Sinds enige tijd scheert zoonlief zich.
Soms.
Afgelopen zondag hoorde ik hem bezig in de badkamer: ik wist niet dat het zoemen van mijn Philishave vertederend kon zijn.
Ik nam het apparaat na hem ter hand. ‘Ik ben het vergeten schoon te maken,’ riep hij vanuit zijn kamer. ‘Geeft niet, dat doe ik wel,’ riep ik terug.
Het was donkerblond dons dat in het binnenste van het scheerapparaat lag. Ik keek er een paar tellen naar, klopte het toen in de wasbak en spoelde het weg.

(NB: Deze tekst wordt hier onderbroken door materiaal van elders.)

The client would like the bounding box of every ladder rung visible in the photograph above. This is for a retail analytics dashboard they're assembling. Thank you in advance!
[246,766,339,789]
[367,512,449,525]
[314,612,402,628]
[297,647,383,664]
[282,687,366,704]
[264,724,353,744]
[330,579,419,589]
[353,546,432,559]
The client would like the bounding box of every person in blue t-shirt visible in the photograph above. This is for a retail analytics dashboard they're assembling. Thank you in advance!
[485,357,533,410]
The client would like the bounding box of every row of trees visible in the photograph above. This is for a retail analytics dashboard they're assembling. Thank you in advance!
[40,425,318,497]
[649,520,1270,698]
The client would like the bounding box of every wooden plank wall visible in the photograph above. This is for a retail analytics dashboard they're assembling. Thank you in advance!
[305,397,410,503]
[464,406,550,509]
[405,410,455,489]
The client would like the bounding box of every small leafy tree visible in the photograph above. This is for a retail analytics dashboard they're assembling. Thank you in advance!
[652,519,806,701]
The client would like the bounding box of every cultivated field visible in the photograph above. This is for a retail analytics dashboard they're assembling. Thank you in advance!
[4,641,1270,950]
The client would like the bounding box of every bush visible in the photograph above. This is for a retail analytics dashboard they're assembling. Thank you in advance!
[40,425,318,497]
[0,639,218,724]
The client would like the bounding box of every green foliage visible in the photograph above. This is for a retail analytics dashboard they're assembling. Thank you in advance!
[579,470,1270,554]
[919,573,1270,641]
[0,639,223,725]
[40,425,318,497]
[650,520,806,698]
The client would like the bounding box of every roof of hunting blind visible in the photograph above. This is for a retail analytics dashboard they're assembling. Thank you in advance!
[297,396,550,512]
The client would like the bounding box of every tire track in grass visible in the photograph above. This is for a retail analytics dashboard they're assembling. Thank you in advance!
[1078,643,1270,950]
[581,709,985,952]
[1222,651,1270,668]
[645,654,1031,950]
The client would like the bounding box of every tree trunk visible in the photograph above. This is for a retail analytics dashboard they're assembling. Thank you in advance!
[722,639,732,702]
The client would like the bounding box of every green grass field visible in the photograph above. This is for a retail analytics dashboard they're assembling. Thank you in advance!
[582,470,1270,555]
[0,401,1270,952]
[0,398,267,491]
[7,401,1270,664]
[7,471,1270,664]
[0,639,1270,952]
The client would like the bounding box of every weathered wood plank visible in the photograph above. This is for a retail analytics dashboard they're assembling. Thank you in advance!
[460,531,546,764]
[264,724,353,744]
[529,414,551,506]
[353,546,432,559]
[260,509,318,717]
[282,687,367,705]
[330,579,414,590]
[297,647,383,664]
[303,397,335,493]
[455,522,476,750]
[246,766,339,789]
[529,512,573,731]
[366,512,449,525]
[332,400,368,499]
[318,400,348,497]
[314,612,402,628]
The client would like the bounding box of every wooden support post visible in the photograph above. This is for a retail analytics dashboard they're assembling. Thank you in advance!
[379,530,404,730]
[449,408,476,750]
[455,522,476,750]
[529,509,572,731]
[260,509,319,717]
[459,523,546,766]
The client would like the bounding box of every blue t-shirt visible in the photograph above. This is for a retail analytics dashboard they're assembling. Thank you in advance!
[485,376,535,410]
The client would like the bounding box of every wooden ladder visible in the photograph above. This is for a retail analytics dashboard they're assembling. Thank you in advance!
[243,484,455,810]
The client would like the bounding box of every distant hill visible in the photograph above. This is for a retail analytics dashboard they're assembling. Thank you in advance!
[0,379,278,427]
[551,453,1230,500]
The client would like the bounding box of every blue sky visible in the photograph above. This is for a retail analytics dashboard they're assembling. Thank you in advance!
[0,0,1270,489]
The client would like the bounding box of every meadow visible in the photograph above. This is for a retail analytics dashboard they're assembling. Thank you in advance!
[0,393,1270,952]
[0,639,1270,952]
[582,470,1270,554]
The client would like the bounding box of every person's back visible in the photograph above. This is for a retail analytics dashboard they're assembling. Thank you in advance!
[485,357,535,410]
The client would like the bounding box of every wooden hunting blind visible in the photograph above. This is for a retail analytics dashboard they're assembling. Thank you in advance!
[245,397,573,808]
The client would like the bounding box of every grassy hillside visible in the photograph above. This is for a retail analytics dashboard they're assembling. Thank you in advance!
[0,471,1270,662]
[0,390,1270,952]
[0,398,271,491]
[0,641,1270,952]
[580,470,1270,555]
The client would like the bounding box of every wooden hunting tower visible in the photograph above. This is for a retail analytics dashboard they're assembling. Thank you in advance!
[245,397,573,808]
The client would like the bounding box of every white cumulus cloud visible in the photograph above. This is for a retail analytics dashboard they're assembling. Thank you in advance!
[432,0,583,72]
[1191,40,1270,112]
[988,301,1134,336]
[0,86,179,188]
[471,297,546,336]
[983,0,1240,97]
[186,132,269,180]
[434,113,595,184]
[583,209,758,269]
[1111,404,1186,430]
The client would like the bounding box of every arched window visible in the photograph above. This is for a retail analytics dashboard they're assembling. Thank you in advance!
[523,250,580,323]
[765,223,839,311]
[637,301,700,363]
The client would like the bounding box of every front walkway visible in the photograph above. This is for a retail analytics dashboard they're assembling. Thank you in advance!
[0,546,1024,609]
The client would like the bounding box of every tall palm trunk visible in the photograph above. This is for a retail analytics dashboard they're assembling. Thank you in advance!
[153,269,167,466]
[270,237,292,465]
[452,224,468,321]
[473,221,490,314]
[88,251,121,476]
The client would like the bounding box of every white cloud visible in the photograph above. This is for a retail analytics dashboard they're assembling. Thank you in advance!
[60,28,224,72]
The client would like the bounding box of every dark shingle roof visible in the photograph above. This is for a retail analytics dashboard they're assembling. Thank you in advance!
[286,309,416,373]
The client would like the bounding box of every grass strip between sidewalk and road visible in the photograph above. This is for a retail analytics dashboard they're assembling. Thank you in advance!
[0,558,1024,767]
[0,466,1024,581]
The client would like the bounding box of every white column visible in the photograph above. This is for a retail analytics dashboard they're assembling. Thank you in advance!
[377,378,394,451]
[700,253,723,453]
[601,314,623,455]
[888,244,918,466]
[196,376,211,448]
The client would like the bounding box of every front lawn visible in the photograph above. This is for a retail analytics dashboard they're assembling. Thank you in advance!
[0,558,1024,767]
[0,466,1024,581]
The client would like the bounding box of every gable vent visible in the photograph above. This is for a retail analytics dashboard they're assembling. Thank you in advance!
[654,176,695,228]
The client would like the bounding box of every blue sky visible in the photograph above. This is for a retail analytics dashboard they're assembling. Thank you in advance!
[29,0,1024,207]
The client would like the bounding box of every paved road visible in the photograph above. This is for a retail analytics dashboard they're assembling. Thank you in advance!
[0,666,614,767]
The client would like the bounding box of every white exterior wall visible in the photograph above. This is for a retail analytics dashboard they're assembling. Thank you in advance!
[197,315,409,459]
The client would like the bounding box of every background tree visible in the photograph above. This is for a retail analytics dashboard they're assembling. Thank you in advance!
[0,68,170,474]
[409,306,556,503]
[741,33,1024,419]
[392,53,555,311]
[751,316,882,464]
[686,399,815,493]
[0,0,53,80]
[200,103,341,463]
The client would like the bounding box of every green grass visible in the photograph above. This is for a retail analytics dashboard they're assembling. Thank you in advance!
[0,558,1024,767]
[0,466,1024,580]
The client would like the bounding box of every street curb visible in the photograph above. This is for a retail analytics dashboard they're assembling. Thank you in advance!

Het is meer dan twintig jaar geleden dat mijn moeder mij aanspoorde om een blik te werpen op mijn vaders scheerapparaat. ‘Het is nog zo goed als nieuw,’ zei ze, ‘zonde om weg te doen.’ Ik liep naar hun slaapkamer, ging op het bed zitten, opende het nachtkastje en haalde het apparaat eruit. Het was een driekoppige Philishave, een tamelijk nieuw exemplaar van het model waarmee hij zich zijn hele leven lang had geschoren. Ik draaide het om in mijn hand en bekeek het van alle kanten. Het bleek een oplaadbaar model te zijn, want toen ik nietsvermoedend op een knopje drukte begonnen de koppen zo maar te draaien. Geschrokken zette ik het ding weer uit. Ik liet mijn duim over het zwarte plastic glijden en drukte uit nieuwsgierigheid op een tweede knopje dat zich iets onder het eerste bevond. Nu klapte de hele bovenkant van het apparaat open en onthulde zo een driehoekig reservoirtje waaruit de drie aandrijfstangetjes staken die de mesjes deden draaien. Rondom die drie witte puntjes, die als uitgeschoten asperges hun kopjes uit het zwarte binnenste van het apparaat staken, lag een dek van grijze stoppels. Enkele seconden lang bleef ik gebiologeerd kijken naar wat de allerlaatste resten van mijn vader moesten zijn. Aan de ene kant ontroerden die kleine, grijze haartjes mij, maar tegelijkertijd stond een zelfbewustzijn dit gevoel in de weg. Het was alsof ik een toeschouwer was van mijzelf en elke gedachte en handeling werd ergens binnenin mij onmiddellijk van commentaar voorzien. Alsof ik een personage was in een film, en niet de beste. Wat moest ik doen met het apparaat en de haartjes die het bevatte? Ik kon ze bewaren als een relikwie – maar hoe lang? Ik kon ze vermengen met zijn eigen stoppels – wat een prachtig beeld! Of ik kon ze met het daarvoor bedoelde kwastje in gootsteen of prullenbak vegen – weg ermee, al die sentimentaliteit! Ik bleef nog een tijdje zo zitten, op het bed van mijn ouders, met het apparaat in mijn hand. Voorzichtig ademend omdat ik bang was de haartjes over mijn broek te blazen. Uiteindelijk klapte ik het scheerapparaat weer dicht, legde het terug in het nachtkastje en liep naar de keuken, waar mijn moeder aardappels stond te schillen.
‘En?’ zei ze, ‘mooi ding toch?’
Ik knikte, schraapte mijn keel en zei dat ik er de voorkeur aan gaf om mij nat te scheren. Dat zij er misschien iemand anders een plezier mee kon doen.
Ik weet niet wie zich over mijn vaders erfenis heeft ontfermd.